It looks as though genshou is correct... sniped from an e-mail I sent Ryan...

Oh, it was definitely an error. I'm amazed I missed it. Mages can take mage feats for their bonus feats, yes. 

Ryan Nock 
RPG Line Developer - E.N.Publishing  


---Original Text---
Under the Mage it allows you to choose a bonus feat as a minor boon... bonus feats are listed as: metamagic, item creation, and traditional feats. Why aren't Mage Feats listed here?  The reason I ask is the Mage nor the other Spellcasting classes specifically gain Mage Feats... though Mage Feats are listed as being bonus feats to Mages and other Spellcasters. I can see an argument going both ways on this so I was curious if it was just an oversight or a balance judgment call. 

Thank you for your time, 
Wm. Holder


----------



## genshou (Jul 16, 2006)

sirwmholder said:
			
		

> It looks as though genshou is correct... sniped from an e-mail I sent Ryan...
> 
> Oh, it was definitely an error. I'm amazed I missed it.

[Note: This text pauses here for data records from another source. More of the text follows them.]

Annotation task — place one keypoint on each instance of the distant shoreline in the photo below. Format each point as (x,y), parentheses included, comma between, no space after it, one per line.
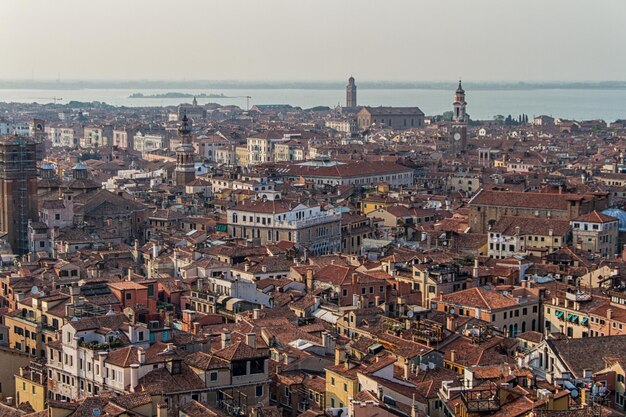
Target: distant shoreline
(178,95)
(301,85)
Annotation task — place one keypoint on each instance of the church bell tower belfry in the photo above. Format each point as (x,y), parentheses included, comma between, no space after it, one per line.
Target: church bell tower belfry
(351,94)
(458,128)
(185,166)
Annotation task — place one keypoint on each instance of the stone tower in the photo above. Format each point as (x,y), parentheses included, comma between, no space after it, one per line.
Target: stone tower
(185,167)
(351,94)
(458,128)
(18,189)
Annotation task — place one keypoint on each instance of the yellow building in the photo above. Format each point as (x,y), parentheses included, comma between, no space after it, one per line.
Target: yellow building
(342,382)
(11,361)
(613,377)
(374,201)
(31,386)
(35,323)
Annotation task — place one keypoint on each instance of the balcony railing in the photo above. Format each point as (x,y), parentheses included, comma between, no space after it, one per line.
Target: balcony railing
(311,221)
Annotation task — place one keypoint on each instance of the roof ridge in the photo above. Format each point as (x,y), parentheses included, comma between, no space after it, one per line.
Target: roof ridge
(483,297)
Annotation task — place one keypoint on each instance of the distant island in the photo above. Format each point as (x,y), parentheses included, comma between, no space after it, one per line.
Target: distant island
(177,95)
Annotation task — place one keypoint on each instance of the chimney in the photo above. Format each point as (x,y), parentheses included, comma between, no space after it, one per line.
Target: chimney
(225,339)
(74,292)
(251,340)
(450,323)
(141,356)
(133,376)
(162,410)
(309,279)
(340,356)
(329,342)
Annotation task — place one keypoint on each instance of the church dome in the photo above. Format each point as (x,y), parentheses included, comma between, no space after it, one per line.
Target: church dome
(620,215)
(184,128)
(459,89)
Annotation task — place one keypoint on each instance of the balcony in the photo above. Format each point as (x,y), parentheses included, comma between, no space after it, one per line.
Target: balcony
(311,221)
(578,296)
(101,345)
(481,400)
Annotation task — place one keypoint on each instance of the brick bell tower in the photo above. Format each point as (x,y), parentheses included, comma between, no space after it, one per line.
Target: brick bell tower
(458,128)
(185,167)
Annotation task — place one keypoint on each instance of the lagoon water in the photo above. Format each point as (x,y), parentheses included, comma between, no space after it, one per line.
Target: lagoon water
(578,104)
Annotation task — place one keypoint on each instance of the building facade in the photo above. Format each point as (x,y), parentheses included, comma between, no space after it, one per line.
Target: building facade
(18,189)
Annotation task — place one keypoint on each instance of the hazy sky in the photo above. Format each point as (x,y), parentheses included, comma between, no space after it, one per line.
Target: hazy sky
(392,40)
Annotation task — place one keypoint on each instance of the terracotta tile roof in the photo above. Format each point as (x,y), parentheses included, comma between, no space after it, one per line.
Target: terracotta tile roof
(526,200)
(575,352)
(205,361)
(480,298)
(507,225)
(159,381)
(240,350)
(595,217)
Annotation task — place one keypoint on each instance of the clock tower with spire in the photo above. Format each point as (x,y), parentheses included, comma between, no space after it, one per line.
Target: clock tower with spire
(458,127)
(185,166)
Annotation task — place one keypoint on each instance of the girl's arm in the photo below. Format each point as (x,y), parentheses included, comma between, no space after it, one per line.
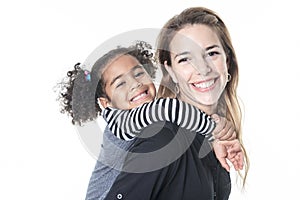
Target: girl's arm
(127,124)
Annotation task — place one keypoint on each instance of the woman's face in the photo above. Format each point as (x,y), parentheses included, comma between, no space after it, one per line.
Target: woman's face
(199,66)
(127,84)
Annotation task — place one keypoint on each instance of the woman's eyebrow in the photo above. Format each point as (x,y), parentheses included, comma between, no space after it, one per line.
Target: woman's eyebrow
(212,46)
(115,79)
(181,54)
(136,67)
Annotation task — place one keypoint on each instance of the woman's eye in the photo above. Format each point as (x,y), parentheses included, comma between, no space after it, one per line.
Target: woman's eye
(120,84)
(213,53)
(183,60)
(139,74)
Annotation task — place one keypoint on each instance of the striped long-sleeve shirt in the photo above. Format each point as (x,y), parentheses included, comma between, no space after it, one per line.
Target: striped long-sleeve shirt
(127,124)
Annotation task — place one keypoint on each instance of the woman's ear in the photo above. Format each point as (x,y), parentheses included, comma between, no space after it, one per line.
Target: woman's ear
(104,102)
(171,72)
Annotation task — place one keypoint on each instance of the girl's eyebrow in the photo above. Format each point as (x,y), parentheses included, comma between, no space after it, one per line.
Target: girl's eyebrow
(119,76)
(212,46)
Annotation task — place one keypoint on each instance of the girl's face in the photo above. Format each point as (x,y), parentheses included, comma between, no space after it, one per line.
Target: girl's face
(199,66)
(127,84)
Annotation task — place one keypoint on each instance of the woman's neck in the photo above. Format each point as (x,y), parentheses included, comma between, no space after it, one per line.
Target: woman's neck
(208,109)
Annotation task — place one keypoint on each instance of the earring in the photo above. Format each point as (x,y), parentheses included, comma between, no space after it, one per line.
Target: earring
(100,106)
(176,89)
(228,77)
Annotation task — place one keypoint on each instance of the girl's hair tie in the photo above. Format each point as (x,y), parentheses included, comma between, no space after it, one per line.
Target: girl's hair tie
(87,75)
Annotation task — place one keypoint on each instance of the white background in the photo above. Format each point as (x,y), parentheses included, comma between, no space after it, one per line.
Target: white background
(41,154)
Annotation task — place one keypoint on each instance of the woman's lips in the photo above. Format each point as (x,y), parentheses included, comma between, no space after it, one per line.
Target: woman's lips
(140,97)
(204,86)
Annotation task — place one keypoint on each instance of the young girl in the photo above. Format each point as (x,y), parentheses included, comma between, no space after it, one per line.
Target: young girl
(121,79)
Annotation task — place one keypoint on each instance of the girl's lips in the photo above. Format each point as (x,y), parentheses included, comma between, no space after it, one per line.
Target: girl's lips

Mages can take mage feats for their bonus feats, yes.
> 
> ...



I've read this email before, I think.  Did you post it to another thread in the past?


----------



## sirwmholder (Jul 18, 2006)

genshou said:
			
		

> I've read this email before, I think.  Did you post it to another thread in the past?



No, though it is a revision of question one in my first post .


----------



## genshou (Jul 23, 2006)

Maybe it was just an email with the same topic, then.  Hrmm.


----------